Type B is a constant release of a moderate amount of ADH.
Type C is the “baseline” plasma sodium concentration level is set lower than normal.
It’s like you turned down the thermostat in your house to a new lower level. This type
is particularly unique because the plasma sodium concentration is stable, unlike other
SIADH’s where it would continue to fall. Type D is the least common type of SIADH where
ADH secretion is completely normal, yet urine osmolality is still high. The symptoms a person with SIADH experiences
is caused by the dilution and loss of sodium in the blood. When your body has a lower sodium
concentration than normal, you experience symptoms similar to dehydration or any other
condition where sodium is low. Symptoms like headaches, nausea, and vomiting are common
initially, along with muscle cramps and tremors. As the sodium concentration continues to get
lower in your blood, the neurons in your brain begin to swell leading to cerebral edema.
This causes symptoms like confusion, mood swings, and hallucinations. If left untreated
it will lead to the common downwards trend in most illnesses of seizure, coma, death. It’s not too hard to suspect someone might
have SIADH. All we have to do is consider your symptoms in addition to your lab results.
Low blood sodium levels and low plasma osmolarity combined with high urine osmolality and high
urine sodium is a giant red flag for SIADH. So what causes SIADH? Pretty much anything
that messes with the secretion of ADH. Conditions like strokes, hemorrhages, or trauma
to the brain can mess up the brain’s ability to release ADH.

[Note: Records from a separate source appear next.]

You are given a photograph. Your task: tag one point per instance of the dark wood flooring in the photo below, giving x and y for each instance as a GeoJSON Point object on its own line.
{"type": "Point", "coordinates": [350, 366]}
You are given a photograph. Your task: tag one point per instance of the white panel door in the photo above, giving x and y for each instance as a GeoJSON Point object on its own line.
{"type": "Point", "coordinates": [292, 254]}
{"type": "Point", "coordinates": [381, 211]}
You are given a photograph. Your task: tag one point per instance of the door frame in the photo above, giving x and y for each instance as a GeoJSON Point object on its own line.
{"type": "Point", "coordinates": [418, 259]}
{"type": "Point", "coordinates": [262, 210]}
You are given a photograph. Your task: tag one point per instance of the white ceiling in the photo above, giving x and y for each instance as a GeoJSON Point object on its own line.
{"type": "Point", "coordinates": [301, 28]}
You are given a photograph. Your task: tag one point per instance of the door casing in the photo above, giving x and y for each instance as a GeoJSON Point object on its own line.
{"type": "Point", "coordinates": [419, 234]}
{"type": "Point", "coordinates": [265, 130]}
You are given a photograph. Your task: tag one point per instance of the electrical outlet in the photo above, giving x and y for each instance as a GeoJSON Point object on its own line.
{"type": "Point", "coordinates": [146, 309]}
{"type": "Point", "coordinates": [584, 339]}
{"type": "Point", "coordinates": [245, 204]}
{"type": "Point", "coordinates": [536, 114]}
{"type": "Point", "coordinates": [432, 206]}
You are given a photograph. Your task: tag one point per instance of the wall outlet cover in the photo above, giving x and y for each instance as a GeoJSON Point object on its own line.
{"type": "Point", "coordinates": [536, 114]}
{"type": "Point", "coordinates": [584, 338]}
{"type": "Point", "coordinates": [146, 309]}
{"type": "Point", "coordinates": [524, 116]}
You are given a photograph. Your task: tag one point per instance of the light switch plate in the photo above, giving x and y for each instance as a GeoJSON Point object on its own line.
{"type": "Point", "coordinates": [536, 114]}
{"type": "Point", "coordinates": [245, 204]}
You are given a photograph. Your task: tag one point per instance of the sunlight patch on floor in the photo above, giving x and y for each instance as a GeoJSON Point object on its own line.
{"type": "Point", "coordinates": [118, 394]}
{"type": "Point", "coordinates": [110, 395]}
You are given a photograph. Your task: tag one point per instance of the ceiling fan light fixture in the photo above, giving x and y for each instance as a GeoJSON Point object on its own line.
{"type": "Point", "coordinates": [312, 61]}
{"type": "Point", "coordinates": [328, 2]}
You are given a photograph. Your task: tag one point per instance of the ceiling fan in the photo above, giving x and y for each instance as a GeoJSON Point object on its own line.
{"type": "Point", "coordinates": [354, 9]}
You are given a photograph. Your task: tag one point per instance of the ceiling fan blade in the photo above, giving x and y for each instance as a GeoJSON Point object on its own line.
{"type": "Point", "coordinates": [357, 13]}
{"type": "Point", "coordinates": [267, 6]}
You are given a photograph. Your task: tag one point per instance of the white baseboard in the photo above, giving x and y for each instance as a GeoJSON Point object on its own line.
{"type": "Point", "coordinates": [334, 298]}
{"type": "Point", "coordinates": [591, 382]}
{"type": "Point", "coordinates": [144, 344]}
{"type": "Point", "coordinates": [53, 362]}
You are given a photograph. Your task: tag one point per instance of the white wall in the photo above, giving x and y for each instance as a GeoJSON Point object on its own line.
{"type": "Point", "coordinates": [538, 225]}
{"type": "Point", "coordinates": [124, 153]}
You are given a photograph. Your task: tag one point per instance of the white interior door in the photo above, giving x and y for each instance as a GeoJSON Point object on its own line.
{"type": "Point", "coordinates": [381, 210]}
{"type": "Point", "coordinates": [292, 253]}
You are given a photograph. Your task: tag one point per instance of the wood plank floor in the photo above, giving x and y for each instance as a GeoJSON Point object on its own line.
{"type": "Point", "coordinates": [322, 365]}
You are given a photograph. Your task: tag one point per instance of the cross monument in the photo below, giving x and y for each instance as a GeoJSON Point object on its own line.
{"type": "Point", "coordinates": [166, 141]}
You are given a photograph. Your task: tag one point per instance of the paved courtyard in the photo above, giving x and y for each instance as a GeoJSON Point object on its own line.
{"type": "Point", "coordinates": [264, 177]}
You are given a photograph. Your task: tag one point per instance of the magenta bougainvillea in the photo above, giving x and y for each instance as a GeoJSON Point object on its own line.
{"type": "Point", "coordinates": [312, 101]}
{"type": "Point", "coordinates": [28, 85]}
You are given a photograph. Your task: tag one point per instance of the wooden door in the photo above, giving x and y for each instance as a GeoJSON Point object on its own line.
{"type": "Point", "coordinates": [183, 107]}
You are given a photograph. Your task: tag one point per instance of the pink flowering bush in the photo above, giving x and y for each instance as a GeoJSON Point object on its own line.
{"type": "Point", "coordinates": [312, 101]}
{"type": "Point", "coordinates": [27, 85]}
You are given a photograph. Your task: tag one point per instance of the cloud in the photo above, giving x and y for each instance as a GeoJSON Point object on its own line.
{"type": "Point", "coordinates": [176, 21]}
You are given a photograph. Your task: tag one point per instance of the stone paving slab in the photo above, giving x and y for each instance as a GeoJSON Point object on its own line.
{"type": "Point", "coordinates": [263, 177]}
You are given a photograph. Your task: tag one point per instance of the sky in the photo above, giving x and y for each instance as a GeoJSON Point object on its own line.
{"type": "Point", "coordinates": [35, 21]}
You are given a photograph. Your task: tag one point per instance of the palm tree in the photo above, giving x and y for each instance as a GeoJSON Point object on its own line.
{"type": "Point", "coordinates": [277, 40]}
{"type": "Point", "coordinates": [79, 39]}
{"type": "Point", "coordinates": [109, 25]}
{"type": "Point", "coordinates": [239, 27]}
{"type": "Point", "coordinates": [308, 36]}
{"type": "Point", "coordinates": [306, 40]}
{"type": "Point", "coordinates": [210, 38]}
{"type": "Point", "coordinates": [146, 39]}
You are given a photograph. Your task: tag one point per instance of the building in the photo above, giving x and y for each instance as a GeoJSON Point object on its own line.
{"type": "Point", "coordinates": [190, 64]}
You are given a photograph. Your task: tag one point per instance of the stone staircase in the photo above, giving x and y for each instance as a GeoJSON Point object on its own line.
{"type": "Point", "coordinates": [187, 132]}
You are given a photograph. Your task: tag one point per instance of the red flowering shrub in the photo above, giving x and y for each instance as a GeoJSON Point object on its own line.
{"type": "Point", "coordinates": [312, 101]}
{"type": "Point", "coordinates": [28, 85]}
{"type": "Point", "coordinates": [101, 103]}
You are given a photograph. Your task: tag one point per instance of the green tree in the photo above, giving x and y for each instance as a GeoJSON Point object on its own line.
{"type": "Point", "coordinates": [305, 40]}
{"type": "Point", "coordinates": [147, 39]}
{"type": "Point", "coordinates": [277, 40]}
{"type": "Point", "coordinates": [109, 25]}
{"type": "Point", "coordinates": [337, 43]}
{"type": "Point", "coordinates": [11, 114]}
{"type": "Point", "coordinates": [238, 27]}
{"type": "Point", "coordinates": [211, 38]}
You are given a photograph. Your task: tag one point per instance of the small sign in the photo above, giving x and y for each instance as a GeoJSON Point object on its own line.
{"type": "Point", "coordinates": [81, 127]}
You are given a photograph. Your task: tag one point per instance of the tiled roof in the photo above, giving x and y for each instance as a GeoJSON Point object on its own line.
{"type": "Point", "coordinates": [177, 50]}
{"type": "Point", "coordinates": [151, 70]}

Similarly, some drugs that act on the brain like mood stabilizers or anti-epileptics can
change the way ADH is released. Surgery in general often causes an increase
secretion of ADH, although we’re not entirely sure why. Obviously brain surgery, specifically
to the pituitary gland also might cause extra ADH to be released.

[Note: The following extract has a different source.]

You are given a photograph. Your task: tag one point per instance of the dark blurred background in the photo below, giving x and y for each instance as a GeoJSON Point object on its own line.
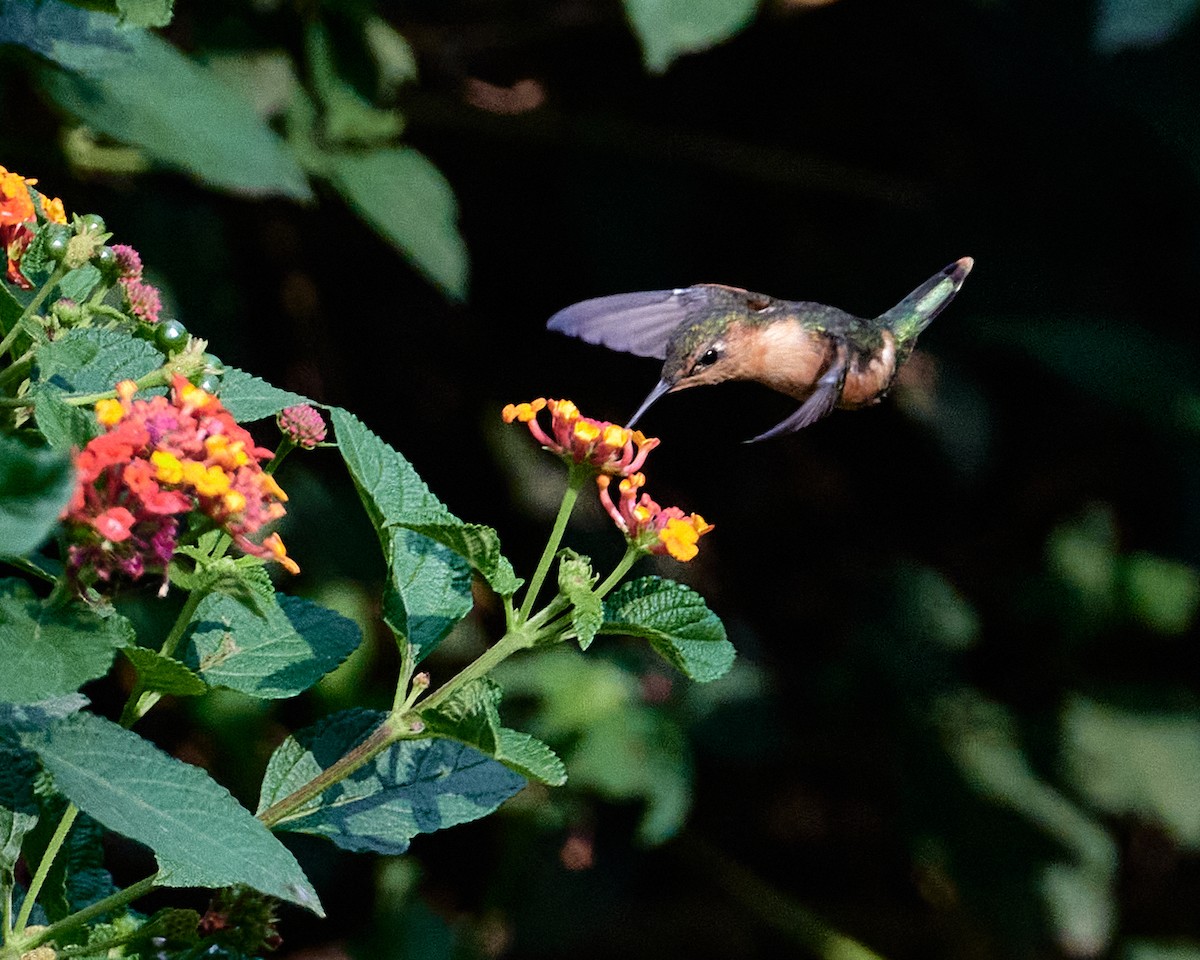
{"type": "Point", "coordinates": [964, 721]}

ADH can also be produced ectopically by tumors, which means the tumors themselves produce
ADH outside of the pituitary gland and release ADH into the bloodstream. Small cell carcinoma
in the lungs is the type of cancer most likely to release ADH this way.
Infections in the lungs and brain are also linked to increase the risk of ADH secretion.

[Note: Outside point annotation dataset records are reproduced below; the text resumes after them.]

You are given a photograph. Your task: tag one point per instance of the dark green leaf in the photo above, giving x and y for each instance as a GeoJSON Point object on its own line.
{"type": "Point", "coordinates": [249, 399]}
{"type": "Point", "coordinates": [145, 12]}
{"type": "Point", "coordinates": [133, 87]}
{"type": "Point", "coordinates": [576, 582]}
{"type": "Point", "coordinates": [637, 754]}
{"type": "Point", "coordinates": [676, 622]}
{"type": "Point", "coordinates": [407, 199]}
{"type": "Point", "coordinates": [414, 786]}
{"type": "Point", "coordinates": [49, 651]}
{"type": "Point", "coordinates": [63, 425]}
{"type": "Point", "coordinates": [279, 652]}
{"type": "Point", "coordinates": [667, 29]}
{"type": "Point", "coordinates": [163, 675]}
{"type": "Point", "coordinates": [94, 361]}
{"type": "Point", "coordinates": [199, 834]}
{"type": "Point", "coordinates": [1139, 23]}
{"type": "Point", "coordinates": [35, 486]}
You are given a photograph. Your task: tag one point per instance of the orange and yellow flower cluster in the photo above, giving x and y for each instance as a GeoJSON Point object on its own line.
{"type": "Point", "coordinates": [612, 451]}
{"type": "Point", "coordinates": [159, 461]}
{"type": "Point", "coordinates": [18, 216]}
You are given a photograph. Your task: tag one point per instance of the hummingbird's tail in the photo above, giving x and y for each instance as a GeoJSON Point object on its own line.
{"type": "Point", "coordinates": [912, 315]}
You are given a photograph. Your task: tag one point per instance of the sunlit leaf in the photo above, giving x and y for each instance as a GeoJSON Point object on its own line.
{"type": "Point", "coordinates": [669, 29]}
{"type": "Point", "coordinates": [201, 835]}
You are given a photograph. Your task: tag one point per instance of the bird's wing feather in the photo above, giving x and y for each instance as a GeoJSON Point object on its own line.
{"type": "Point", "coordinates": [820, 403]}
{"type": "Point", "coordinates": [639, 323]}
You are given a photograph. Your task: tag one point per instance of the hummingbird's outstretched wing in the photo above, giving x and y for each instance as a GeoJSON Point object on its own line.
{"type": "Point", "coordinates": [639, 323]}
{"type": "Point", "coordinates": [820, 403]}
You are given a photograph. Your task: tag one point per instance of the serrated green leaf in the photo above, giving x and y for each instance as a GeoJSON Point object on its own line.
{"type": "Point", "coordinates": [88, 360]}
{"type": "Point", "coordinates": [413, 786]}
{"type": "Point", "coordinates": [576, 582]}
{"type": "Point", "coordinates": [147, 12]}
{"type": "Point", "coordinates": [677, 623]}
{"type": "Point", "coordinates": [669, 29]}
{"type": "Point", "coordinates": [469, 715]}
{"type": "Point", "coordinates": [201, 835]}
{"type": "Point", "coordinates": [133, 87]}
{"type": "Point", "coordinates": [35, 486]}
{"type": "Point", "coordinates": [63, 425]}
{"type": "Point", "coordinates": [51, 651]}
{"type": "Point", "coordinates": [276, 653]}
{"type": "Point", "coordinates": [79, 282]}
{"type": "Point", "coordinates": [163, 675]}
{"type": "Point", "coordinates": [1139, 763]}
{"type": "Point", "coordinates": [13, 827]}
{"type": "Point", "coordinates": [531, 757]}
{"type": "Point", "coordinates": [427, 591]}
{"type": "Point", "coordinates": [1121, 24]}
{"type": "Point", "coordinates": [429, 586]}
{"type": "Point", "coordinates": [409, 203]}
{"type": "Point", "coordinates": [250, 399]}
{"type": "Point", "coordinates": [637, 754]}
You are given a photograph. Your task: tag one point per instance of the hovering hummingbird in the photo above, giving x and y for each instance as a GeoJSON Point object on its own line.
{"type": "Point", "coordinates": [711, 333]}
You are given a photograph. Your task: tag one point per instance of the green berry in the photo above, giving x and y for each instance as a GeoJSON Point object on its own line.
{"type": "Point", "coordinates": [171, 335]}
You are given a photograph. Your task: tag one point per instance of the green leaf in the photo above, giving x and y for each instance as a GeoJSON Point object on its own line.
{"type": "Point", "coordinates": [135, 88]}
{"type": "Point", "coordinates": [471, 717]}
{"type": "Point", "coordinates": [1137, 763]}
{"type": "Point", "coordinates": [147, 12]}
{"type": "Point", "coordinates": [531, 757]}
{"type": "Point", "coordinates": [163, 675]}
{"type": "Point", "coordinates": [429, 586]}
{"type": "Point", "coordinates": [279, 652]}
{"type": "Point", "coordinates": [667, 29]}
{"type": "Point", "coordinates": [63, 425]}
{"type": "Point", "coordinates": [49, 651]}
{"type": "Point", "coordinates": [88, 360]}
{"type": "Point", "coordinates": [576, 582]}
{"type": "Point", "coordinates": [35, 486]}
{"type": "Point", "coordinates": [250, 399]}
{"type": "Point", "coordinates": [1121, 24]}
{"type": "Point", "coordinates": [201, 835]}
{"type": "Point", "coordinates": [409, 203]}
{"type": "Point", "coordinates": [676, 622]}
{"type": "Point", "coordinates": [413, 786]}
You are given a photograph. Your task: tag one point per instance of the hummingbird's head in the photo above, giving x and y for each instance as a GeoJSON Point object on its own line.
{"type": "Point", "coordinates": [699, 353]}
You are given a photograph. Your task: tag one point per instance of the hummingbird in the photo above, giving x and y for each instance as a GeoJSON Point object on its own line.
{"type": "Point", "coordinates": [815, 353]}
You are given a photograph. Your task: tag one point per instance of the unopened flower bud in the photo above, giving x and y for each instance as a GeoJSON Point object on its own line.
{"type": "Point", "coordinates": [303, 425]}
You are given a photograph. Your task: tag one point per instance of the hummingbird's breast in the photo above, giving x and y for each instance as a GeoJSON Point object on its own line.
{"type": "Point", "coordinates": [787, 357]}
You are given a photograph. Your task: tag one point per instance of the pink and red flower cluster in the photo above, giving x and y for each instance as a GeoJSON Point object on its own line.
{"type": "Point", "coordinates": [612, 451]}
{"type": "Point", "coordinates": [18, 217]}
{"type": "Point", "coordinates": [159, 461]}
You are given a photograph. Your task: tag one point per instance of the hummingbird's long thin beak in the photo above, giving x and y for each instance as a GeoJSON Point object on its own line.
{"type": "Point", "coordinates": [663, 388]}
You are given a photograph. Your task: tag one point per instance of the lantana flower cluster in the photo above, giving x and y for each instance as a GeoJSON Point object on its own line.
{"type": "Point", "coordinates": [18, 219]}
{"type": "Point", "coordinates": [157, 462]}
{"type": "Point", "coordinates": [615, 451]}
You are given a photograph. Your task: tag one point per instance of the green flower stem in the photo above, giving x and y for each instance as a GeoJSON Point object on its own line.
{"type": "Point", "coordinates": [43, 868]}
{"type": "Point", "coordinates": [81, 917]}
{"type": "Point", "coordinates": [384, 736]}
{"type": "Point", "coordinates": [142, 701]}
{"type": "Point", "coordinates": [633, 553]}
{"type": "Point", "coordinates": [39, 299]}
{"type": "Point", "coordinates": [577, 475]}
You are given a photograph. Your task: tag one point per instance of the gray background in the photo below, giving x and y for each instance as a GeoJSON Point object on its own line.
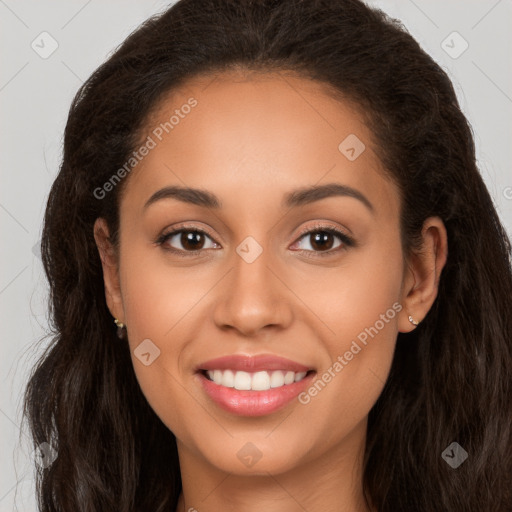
{"type": "Point", "coordinates": [35, 94]}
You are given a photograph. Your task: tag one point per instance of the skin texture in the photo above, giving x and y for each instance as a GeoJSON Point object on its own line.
{"type": "Point", "coordinates": [251, 139]}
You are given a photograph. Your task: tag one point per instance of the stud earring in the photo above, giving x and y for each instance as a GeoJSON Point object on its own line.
{"type": "Point", "coordinates": [121, 332]}
{"type": "Point", "coordinates": [413, 322]}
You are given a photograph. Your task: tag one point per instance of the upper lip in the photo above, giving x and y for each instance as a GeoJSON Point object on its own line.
{"type": "Point", "coordinates": [252, 363]}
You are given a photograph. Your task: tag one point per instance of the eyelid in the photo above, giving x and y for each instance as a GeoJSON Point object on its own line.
{"type": "Point", "coordinates": [346, 239]}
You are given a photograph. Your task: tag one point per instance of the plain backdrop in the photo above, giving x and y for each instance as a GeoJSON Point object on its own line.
{"type": "Point", "coordinates": [35, 95]}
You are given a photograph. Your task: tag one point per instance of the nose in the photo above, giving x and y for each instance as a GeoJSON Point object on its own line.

If some of your family members have had SIADH before, there’s also a possibility you may
develop it. The best treatment for SIADH is to figure
out what the underlying cause of the excessive ADH is, and treat that problem. Otherwise
we can manage SIADH by restricting your daily intake of fluid. You can also start a high-salt
and high-protein diet to help replace the excess loss of sodium. Drugs that inhibit
ADH secretion can also be used in chronic SIADH situations. For people who have really
severe acute hyponatremia symptoms, hypertonic IV fluids are usually administered.